Developers Withdraw Casino Permit Application

A small but vocal group of Clermont Harbor residents turned out Monday night for a public hearing. All were ready to let county leaders know just how they feel about a proposed casino resort in their neighborhood.

That's when they were stunned by a surprise announcement from the developers.

"We'd like to withdraw, at this time, the appeal, so that we can go back to planning commissioners to reapply. We want to correct everything to where it would be more acceptable to the community and to you gentlemen," Casino Developer Russell Elliott said.

Developers want to build what will be called "South Beach Casino and Resort" on property just west of the Clermont Harbor Pier.

Last month, planning and zoning commissioners denied permission to build because the developers didn't have the required acreage to build a casino resort.

"We've got the necessary amount of property at this time," Elliott said Monday.

Now, Russell Elliott and Kirk Ladner say they'll use extra time to take out language in their application that suggested the casino would feature adult entertainment.

"Where we're going with this is on my family's property that's been in my family for years and years and my grandfather would turn over in his grave if we put a nude bar or strip joint on that property, so that's just not going to happen," Elliott said.

Clermont Harbor Resident Michelle Nichols doesn't see the changes, changing her mind.

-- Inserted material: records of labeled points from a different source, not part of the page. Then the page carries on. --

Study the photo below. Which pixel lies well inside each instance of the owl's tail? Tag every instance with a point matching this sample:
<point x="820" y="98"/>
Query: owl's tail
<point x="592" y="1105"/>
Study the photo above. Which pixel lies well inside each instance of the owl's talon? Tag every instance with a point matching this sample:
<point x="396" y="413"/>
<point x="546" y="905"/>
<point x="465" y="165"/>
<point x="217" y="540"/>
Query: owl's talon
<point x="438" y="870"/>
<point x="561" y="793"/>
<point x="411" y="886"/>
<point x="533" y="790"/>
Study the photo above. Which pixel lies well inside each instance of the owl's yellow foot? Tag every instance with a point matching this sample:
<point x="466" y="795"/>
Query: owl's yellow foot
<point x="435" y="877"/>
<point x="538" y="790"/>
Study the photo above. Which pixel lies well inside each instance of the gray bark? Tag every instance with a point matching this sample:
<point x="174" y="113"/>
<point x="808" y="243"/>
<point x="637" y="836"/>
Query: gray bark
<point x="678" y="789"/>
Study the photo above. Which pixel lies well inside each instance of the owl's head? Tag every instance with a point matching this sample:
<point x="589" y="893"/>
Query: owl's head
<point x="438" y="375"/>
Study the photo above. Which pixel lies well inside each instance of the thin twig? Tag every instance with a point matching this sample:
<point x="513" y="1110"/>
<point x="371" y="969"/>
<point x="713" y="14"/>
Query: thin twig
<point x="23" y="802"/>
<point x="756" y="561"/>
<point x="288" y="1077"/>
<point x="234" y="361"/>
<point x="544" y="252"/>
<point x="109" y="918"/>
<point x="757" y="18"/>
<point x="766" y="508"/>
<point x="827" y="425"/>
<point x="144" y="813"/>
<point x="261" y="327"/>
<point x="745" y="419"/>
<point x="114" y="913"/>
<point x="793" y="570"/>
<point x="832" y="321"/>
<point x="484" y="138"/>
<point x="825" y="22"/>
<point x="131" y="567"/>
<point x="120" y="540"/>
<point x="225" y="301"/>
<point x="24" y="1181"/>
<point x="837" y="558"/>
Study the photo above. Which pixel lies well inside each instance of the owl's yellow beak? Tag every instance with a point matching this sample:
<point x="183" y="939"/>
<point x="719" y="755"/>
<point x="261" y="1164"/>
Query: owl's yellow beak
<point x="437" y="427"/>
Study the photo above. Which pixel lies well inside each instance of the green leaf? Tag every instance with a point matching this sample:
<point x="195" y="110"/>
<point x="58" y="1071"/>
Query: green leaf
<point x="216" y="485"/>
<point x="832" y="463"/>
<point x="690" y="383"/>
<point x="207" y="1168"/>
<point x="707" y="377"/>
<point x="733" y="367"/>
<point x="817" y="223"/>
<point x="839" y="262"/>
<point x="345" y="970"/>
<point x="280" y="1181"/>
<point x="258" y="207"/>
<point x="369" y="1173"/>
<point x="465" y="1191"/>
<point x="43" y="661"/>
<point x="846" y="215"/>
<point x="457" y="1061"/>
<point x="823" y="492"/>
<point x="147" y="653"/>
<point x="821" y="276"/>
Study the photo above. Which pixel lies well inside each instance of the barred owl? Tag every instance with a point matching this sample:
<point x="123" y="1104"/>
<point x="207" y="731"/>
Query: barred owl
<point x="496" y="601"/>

"Because you still have the traffic issue, you still have all these different environments. That doesn't belong in a community, a residential community," Nichols said.

Fellow residednt Gayle Childs agrees.

"I wouldn't want that in front of my house. I wouldn't want that blocking my view."

Developers say their new plans include working with residents in hopes of satisfying those concerns. The casino development would also need a zoning change in the area to declare a "special casino use district."

The president of the Clermont Harbor Civic Association says the developers would face less opposition if they moved the proposed development about a block West, farther away from residential homes.